One example is ballast water in ships, which is picked up from one port and deposited hundreds or even thousands of miles away, along with all the species that come with it.

In a statement at the Third Annual Ballast Water Management Summit in Long Beach, California, John Butler—president and CEO of the World Shipping Council—estimated that proposed new regulations requiring treatment systems would cost the industry $60 billion dollars. But he also noted the importance of dealing with the issue.

“The purpose of those regulatory systems is to prevent various forms of environmental harm,” Butler said. “That means that the mechanisms that we choose to protect those resources have to function from a scientific, technical and operational standpoint.”

According to its website, United States Customs and Border Security inspectors—equipped with x-ray machines and trained dogs—already intercept “tens of thousands” of invasive pests each year among the “millions of pounds of fresh fruits, vegetables, cut flowers, herbs and other items” that enter the country.

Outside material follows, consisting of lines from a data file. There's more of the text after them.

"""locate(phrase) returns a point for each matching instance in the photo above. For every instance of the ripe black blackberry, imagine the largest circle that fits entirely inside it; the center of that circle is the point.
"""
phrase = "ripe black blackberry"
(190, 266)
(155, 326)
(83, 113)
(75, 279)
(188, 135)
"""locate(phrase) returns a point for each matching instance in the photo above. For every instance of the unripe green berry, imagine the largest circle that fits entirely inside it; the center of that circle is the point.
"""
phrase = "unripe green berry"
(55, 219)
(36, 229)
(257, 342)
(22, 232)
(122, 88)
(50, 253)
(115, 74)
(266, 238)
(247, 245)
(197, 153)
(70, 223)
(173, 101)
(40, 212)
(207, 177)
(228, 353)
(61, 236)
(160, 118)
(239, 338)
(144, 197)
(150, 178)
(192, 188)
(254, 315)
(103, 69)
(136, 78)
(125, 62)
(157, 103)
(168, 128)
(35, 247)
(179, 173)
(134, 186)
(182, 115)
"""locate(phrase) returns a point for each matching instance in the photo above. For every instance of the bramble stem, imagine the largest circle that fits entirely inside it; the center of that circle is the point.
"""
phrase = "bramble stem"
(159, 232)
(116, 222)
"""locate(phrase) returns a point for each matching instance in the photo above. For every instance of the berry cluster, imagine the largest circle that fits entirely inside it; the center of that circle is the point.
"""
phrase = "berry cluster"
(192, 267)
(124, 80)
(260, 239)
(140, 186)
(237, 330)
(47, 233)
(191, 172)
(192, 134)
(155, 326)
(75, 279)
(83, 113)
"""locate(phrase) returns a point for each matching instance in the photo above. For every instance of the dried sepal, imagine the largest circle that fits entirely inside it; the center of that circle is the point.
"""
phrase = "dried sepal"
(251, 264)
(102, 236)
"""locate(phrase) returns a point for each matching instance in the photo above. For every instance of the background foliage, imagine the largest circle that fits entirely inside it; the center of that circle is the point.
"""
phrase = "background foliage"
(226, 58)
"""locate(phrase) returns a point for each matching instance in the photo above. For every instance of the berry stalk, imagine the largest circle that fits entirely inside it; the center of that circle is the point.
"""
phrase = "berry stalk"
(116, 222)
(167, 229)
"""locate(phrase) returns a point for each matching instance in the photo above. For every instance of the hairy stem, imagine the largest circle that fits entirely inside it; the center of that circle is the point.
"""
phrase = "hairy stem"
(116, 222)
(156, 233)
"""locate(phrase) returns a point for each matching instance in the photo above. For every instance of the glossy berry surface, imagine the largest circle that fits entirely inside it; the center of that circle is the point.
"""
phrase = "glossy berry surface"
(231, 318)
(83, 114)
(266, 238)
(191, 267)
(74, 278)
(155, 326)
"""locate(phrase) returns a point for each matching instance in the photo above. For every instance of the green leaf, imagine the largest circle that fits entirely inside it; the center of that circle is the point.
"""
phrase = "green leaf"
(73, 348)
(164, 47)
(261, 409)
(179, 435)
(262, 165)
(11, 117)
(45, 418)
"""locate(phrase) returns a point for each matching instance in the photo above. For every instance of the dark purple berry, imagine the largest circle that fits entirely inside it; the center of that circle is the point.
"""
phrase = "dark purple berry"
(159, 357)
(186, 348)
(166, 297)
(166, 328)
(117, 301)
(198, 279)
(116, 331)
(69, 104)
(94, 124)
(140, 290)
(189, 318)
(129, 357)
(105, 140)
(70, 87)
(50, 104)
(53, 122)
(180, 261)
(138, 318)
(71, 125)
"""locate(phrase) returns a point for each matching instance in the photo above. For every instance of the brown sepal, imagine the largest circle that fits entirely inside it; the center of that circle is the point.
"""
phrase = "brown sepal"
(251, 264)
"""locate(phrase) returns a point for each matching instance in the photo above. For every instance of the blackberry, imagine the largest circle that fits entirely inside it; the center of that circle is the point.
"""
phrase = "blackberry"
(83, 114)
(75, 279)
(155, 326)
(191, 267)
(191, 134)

The threat of these pests is all too real for Raoul Adamchak, who manages the seven-acre, organic student farm at University of California, Davis. Organic farmers have an especially tough time, lacking pesticides and other tools of conventional agriculture. “Invasive pests usually come without any predators or parasites, which makes it really difficult to control them,” Adamchak said. Farmers can fight back by introducing new predators and parasites, but to do so, they must go through a lengthy approval process with the U.S. Department of Agriculture. It can take up to ten years.

In the short term, that’s bad news for Adamchak’s bok choy and Chinese cabbage, which were decimated by the invasive bagrada bug. The food would have been used to feed students in the university’s dining halls.

“Both of them were essentially a complete loss. It’s really disturbing,” Adamchak said.

UCLA ecologist Thomas B. Smith, whose research center hosted Franck Courchamp while he was working on the study, said climate change-driven spread of invasive bugs could affect many global communities’ basic survival.

“The folks who are going to be hit worst are the poor folks, the underdeveloped countries that don’t have the resources to deal with it,” Smith said. “For the Sudanese farmer who lives at 4,000 feet and isn’t experiencing these insect pests now, they’re suddenly going to be experiencing them. What are they going to do? They live day to day.”